Pour Jérômine, outre son rêve d’enfant dont nous avons parlé plus haut, c’est l’occasion de partager avec sa famille des voyages qu’elle a souvent réalisés seule, au gré des reportages photos accomplis. La notion d’itinérance, sac au dos avec un attachement matériel relativement simple est aussi une motivation pour elle. Suivre ses envies et les chemins qui se présenteront à eux, profiter des rencontres pour avancer sur la route, sont autant de réjouissances qu’elle souhaite faire connaître à ses enfants. Si la découverte des arbres est une des motivations d’Aladin, Jérômine préfère se concentrer sur les histoires des hommes qui gravitent autour de ces arbres.

Pour Athéna et Indira, on peut aussi parler de rêve d’enfant, dans le choix naïf et spontané des destinations qu’elles ont fait : « aller voir les merveilles de la Thaïlande, et les kangourous d’Australie » pour Indira, connaître le Canada et le Brésil pour Athéna. « Et si on arrive à aller à Tahiti, ça serait bien aussi »…
Alors, lorsque Vénus aura 3 ans, qu’Athéna et Indira seront en 5è, le moment nous semble être le bon pour chercher l’aventure, et provoquer la rencontre.
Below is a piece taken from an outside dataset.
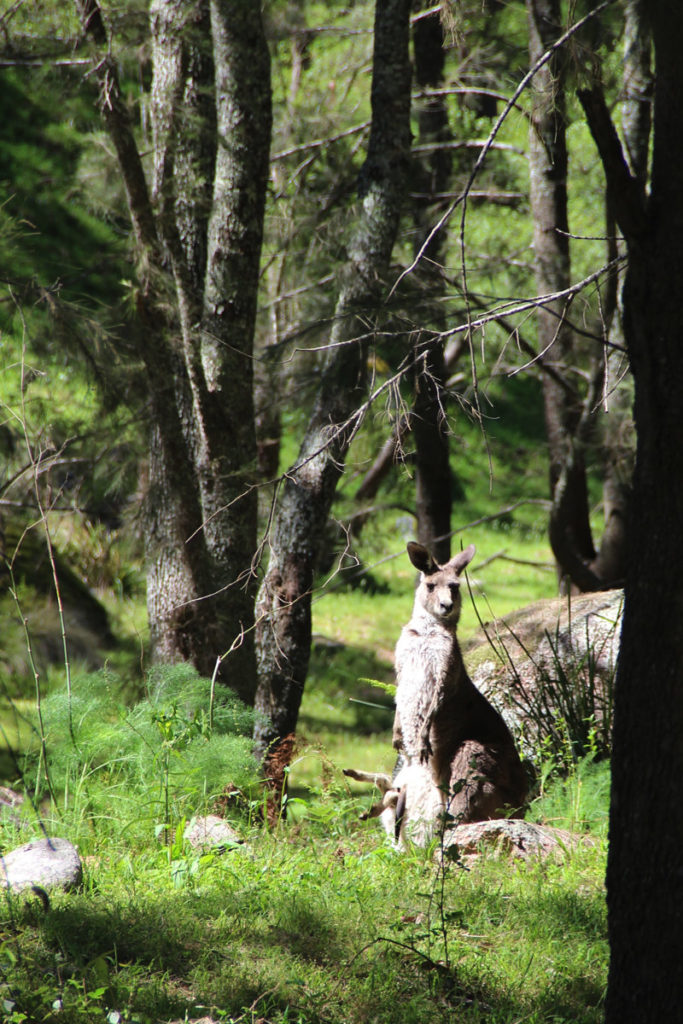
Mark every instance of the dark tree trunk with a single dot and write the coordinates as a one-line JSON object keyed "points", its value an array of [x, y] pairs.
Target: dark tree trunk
{"points": [[199, 244], [644, 877], [431, 178], [548, 189], [308, 487]]}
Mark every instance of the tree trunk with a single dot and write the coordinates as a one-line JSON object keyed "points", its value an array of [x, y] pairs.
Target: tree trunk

Vérifier que le monde n’est pas si dangereux que ce qu’on nous laisse parfois entrevoir. Mettre de côté notre vie bagnoletaise pourtant riche socialement et humainement, pour accentuer la curiosité de nos filles, et les confronter à la complexité du réel. Leur montrer que les beaux projets auxquels on croit sont réalisables. Se remplir la tête de rebondissements et de souvenirs -bons et moins bons- et avoir le plaisir de les partager avec le plus grand nombre à notre retour. Continuer de souder la famille grâce à un voyage mémorable.